Now, travel trailers priced from $18,000 to $25,000 are the best sellers, according to DeHaan.
She didn't order any new motor homes this year because they're expensive to keep in inventory and too much of a financial risk for the dealership if they don't sell.
Likewise, the most expensive travel trailers aren't selling as well as they did before the recession.
"I think younger people, especially, are still gun-shy about taking on that kind of investment," DeHaan said.
Smaller, lighter trailers
Some of the biggest makers of recreational vehicles, such as Thor Industries and Winnebago Industries, have seen a recent increase in sales and earnings as they've healed from the beating they took in the recession.
The product mix has changed, too, with more emphasis on smaller, lighter trailers that can be towed behind sport utility vehicles, minivans and even small cars.
"A decade ago, people were looking for bigger rigs with more amenities. Now they're willing to trade off a few amenities in exchange for a lower price and more square footage of living space," said Kevin Broom, spokesman for the Recreational Vehicle Industry Association in Reston, Va.
The living space has improved, thanks to smaller, more streamlined appliances such as combined microwave ovens and convection ovens.
"The flat-screen TV has been perfect for the RV," Broom said.
This summer's extreme heat wilted some of the enthusiasm for recreational vehicles, since not as many people wanted to be outdoors.
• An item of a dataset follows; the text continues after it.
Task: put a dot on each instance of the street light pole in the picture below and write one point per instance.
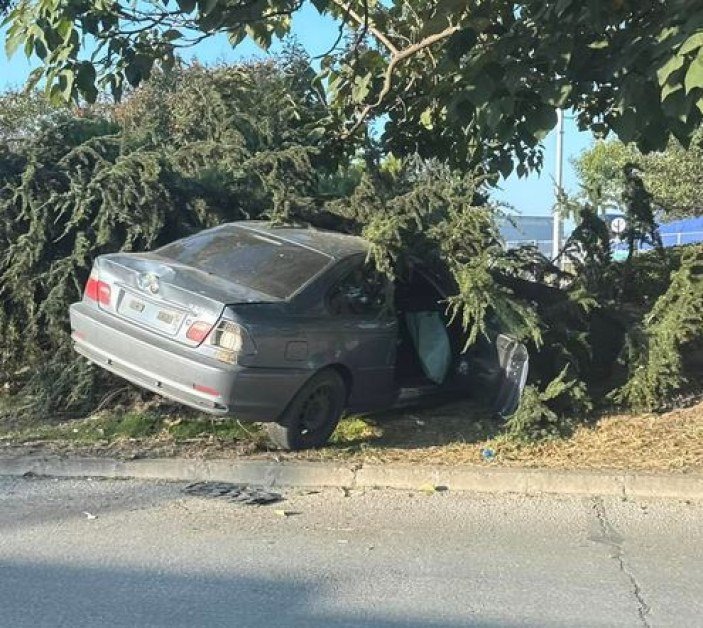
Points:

Also, landscapers who buy "toy hauler" trailers to carry their equipment had less work because of the drought.
"We have had a good year, but it should have been better," said Ron Peterson, owner of Scenic Traveler RV in Slinger and Baraboo.
Peterson said his dealership quit selling motor homes this year.
He has seen more people park their big travel trailers permanently at a campground where they stay for a few months at a time in the summer or winter.
Some of those units, called "park models," are nearly as big as a small home and have upstairs lofts.
"A lot of the older retirees will have one at the Dells and another one somewhere in the south," Peterson said. "The first time they hear the geese headed south, that's where they go, too."
RV rentals have been strong this year, according to rental agencies, with some people booking trips for weeks at a time.
They're renting small motor homes, including models that get much better gas mileage.
"I don't think gas prices are scaring people away," said Mike Prosser, owner of Prosser RV and Cruise America Motor Home Rental & Sales in Milwaukee.
Sales of recreational vehicles generate millions of dollars in Wisconsin. People drive up from the Chicago suburbs to shop for motor homes and travel trailers partly because of large nearby dealerships, such as Burlington RV Superstore in Racine County.
Another sign that winter's coming: Hanna Trailer Supply in Oak Creek is busy installing satellite dishes in RVs for customers headed to warmer climates.
"They generally start right after deer hunting season," said dealership owner Paul Downs.